The main difference is that MyHeritage and Ancestry each have their own software/programs to analyse the raw DNA test data, and their criteria for a match is different.
 The number of matches is not affected by which company you test with, it is a function of the size of the test database combined with the geographical spread of testers and their ancestors, as a New Zealander of UK origins for at least 10 generations, but with deeper Scandanavian/Western Europe ancestry, my match numbers were only a few hundred different between the two sites, both in the mid 15,000s.
 MyHeritage has been described as having looser matching criteria  and therefor more false matches than Ancestry, however I also find major match discrepancies with Ancestry, particularly with shared matches. If I match person B with shared match C, and I then check person C for shared matches it is nothing unusual to find person B is not listed.
 My most absurd result was a match with person B and C on Ancestry with B and C not a shared match, on MyHeritage they were a shared triangulated match which was not surprising as they were mother and daughter.

 We simply have to make the best of the data we have being aware that the reporting and analysis systems of the various companies differ and the accuracies of the results are overhyped.

 It pays to keep in mind that the smaller the cM matche(s), their is a much higher rate of false matches, with figures given of 50-60% false matches at a 7cM level.
 With an ancestor from the 1600's shared cM values should be low and approached with caution, for my part I'm pleased to find them as it's nice to know that the DNA results are consistent with the researched tree, but it is important to keep in mind the limitations in the current tests and reported results.

 There are also sections of DNA on the tested Chromosomes that are widely shared across regions or populations and are not useful for genealogy as they as passed on  for a large number of generations.

Comments

Thanks for the examples and explanation Gary,  I see.

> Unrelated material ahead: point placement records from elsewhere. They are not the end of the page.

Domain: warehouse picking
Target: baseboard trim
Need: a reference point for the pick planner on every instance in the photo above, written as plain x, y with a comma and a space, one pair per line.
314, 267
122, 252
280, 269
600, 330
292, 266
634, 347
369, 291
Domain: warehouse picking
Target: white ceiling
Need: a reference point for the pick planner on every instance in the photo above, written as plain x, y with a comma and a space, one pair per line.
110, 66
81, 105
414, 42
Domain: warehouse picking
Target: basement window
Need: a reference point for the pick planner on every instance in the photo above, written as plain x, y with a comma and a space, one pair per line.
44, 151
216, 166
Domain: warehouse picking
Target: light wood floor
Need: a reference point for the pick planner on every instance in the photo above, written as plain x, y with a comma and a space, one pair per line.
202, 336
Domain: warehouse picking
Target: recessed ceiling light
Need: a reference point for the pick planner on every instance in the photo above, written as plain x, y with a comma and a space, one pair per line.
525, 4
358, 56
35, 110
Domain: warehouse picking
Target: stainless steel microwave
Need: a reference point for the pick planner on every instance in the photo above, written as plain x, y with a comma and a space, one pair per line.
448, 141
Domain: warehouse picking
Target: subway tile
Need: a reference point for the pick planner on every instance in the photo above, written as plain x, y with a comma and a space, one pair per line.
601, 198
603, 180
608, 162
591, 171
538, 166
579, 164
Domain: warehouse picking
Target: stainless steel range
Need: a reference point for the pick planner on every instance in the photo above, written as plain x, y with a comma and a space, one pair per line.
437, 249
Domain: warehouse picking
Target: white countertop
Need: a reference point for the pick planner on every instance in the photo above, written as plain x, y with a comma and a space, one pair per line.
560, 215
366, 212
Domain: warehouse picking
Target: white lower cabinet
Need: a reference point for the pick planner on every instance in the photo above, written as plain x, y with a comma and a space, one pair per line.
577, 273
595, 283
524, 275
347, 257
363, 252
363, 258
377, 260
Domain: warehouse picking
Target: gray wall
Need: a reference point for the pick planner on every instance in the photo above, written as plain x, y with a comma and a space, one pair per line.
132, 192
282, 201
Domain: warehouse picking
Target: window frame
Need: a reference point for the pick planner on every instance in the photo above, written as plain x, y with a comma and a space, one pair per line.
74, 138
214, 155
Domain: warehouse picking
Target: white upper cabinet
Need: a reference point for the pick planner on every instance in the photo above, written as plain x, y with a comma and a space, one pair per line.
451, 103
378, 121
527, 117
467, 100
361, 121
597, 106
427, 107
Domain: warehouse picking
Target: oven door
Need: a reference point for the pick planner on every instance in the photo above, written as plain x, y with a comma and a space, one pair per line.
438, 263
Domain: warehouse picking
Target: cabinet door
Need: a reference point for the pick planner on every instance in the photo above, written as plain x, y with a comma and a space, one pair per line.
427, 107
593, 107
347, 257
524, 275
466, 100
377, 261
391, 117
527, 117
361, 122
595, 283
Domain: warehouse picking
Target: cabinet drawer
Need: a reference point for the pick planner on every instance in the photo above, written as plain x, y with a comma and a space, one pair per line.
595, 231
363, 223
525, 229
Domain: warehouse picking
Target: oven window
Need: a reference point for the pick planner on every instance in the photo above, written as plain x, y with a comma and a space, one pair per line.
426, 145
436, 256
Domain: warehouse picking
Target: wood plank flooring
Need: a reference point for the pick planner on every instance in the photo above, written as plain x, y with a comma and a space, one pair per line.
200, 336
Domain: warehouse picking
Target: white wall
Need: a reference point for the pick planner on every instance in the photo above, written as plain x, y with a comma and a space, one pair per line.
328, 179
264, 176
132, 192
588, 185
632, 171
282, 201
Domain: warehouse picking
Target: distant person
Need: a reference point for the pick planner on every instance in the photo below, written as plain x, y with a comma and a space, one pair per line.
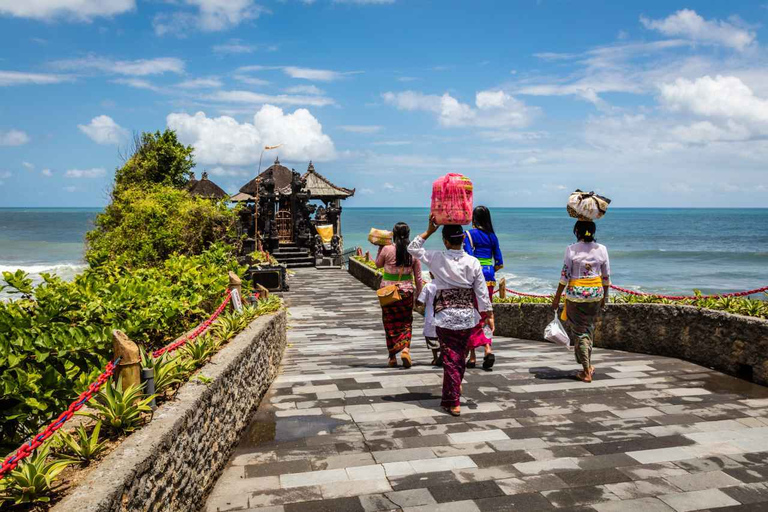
461, 292
426, 299
402, 270
586, 279
482, 243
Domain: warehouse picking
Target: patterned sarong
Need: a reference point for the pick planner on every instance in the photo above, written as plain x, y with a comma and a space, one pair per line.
398, 320
455, 348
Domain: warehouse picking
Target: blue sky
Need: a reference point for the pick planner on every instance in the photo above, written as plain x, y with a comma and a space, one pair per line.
658, 104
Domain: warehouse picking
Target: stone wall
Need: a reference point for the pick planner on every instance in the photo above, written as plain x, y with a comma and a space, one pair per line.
733, 344
364, 274
173, 462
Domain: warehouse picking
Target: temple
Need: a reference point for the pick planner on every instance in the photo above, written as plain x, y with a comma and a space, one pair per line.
296, 218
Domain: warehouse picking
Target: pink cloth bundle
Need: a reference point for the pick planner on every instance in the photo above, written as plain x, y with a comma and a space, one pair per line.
452, 200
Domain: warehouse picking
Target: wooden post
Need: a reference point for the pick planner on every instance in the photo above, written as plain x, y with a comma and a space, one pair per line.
129, 367
263, 292
235, 283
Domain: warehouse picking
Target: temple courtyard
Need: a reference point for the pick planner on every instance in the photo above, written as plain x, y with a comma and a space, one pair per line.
339, 431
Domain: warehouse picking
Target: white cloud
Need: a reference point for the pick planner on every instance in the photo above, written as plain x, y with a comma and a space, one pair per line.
80, 10
140, 67
104, 130
137, 83
364, 2
493, 109
210, 82
13, 138
305, 89
688, 24
8, 78
85, 173
358, 128
211, 16
255, 98
723, 96
224, 141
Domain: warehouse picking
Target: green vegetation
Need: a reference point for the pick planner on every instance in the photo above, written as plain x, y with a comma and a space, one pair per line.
735, 305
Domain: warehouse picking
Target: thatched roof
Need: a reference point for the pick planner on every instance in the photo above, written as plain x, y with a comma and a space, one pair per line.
319, 187
282, 175
206, 188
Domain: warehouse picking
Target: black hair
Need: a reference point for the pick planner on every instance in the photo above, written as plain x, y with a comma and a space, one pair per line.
481, 219
401, 237
585, 230
453, 234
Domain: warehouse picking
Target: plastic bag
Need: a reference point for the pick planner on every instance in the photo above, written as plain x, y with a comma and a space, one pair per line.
587, 205
555, 332
380, 237
452, 200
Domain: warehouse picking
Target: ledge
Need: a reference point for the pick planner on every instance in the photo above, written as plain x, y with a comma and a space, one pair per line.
173, 461
733, 344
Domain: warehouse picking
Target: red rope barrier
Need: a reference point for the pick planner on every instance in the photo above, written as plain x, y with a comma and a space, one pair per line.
10, 463
197, 332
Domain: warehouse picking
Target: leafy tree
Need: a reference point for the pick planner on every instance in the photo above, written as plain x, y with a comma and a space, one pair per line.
157, 159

Your post prompted me to read about Ancestry’s algorithm TIMBER.  MatchB’s shared matches may have been filtered by TIMBER.  Question is….erroneously?   

TIMBER is used to filter identical segments that may not have a recent common ancestor due to commonality within a community.  The fact that MatchAs raw segment is 34.5cM and filtered segment is 22cM indicates that TIMBER may have played a roll here.

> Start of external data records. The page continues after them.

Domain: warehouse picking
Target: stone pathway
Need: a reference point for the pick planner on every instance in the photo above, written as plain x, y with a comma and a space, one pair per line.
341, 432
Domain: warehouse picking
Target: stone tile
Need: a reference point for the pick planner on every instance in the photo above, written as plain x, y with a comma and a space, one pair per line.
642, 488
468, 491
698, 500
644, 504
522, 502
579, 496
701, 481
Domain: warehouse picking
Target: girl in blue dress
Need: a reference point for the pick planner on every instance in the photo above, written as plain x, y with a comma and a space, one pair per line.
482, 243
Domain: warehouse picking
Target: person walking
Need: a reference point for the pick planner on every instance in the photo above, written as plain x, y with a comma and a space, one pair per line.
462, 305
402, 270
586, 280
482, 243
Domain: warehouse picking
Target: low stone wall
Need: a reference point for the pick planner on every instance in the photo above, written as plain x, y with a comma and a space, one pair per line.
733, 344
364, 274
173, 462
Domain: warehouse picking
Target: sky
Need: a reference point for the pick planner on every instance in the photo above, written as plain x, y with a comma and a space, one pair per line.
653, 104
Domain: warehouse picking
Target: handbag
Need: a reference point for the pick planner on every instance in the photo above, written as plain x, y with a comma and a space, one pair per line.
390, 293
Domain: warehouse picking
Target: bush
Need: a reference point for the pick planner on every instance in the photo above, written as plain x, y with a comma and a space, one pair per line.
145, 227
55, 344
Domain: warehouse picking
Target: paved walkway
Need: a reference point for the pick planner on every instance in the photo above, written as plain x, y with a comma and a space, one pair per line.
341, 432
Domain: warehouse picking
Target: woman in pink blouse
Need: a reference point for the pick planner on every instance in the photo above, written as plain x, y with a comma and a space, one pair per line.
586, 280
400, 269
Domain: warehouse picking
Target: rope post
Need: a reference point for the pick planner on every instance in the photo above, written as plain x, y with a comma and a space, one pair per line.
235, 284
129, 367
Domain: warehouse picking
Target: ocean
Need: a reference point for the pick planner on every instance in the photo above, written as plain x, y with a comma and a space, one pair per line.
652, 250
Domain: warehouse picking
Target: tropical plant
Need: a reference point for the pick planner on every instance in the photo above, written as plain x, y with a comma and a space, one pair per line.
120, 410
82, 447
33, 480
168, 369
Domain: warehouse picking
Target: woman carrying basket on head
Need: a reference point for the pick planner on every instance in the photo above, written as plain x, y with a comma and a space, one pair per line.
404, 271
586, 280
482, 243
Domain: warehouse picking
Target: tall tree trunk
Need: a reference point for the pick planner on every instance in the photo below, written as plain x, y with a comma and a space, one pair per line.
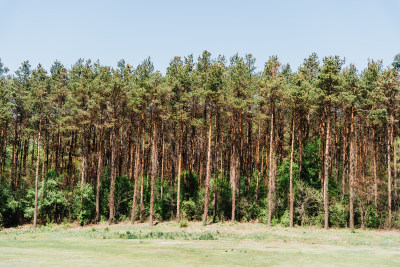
389, 169
37, 175
271, 168
258, 159
154, 162
178, 195
352, 169
136, 179
291, 170
162, 161
112, 177
99, 171
233, 166
326, 167
375, 169
208, 172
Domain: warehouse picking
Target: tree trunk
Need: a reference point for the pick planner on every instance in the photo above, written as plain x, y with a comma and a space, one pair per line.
208, 173
154, 162
178, 194
37, 176
136, 178
99, 171
352, 169
112, 177
389, 169
375, 170
291, 171
326, 167
162, 162
271, 167
258, 159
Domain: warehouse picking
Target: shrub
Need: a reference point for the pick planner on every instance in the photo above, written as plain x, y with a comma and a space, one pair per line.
183, 223
84, 204
285, 219
372, 218
189, 209
337, 214
52, 204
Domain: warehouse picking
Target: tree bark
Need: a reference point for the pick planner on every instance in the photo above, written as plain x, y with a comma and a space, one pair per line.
208, 173
154, 162
112, 177
99, 171
271, 168
326, 167
178, 194
352, 169
37, 176
291, 170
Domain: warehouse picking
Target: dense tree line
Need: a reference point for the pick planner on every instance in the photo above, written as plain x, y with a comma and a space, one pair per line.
210, 140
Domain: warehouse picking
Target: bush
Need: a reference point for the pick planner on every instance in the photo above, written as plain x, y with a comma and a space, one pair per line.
337, 214
189, 209
285, 219
183, 223
52, 204
84, 204
372, 219
9, 206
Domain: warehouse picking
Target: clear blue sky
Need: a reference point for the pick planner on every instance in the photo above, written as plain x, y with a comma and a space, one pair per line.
43, 31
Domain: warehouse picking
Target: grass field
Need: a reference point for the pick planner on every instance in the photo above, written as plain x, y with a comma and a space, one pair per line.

Certainly, this is an endogamic puritan/colonial population.  Possibly, TIMBER excessively filtered because it detected multiple paths to several of the ancestors on this line which is common in my maternal and paternal colonial lines.

Furthermore, what does TIMBER consider “recent” ?  Each match in this TG is a 7C1R to me, pretty far back for aDNA.

Because both matches have strong trees on this line to an identifiable MRCA, triangulate well at MyHeritage, and what I read about TIMBER occasionally over-filtering in cases of endogamy,  I think I can argue that this is a case of excessive filtering.  ???